Meath and Wicklow – commuter counties with fast-growing populations – have seen rapid development in recent years. That growth can fuel opportunity, but also increased competition and rising costs for smaller, locally owned businesses.
Counties With the Lowest Rate of Closures
At the other end of the scale, some counties have seen far fewer business closures this year:
– Mayo – 18.1 closures per 100,000
– Kilkenny – 21.1 closures per 100,000
– Offaly – 22.9 closures per 100,000
– Cavan – 23.3 closures per 100,000
– Laois – 23.9 closures per 100,000
These counties show a much lower churn rate, which could indicate a more stable or less saturated business environment. In some cases, this may be due to fewer new businesses being launched in the first place, meaning fewer at risk of closure. Lower commercial property costs and tighter-knit local economies may also help firms stay afloat longer.
Counties like Mayo and Offaly, for example, may benefit from stronger local support for SMEs or a business mix that’s less vulnerable to short-term shifts in consumer spending. Kilkenny and Laois, while not typically among the largest economic hubs, may be seeing more sustainable growth, with fewer high-risk or speculative ventures.
What Do These Figures Tell Us?
Business closures are rarely the result of a single issue. They often stem from a combination of rising overheads, reduced consumer spending, staffing challenges, and access to finance. For counties with high closure rates, these factors may be compounding faster than support or demand can keep up.
Conversely, counties with low closure rates might be benefiting from slower, steadier growth, more affordable overheads, or a more stable economic makeup.
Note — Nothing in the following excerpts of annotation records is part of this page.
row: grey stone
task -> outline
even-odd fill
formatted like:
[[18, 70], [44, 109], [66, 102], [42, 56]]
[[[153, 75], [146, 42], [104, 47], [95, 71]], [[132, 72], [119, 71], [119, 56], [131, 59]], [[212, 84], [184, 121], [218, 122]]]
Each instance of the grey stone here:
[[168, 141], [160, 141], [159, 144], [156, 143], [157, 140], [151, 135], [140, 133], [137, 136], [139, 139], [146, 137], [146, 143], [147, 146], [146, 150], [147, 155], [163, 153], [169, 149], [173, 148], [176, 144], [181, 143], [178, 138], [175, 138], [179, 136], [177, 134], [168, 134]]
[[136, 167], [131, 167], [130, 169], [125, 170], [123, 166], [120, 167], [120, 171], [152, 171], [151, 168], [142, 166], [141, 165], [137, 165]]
It’s also possible that more businesses in these regions are operating in essential or less discretionary sectors, making them more resilient to dips in spending.
How We Did It
We analysed over 3,250 business closures across Ireland since the start of 2025 according to data from the CRO. Using the most up-to-date population data, we calculated the number of business closures per 100,000 people in each county to give a fair comparison across regions of all sizes.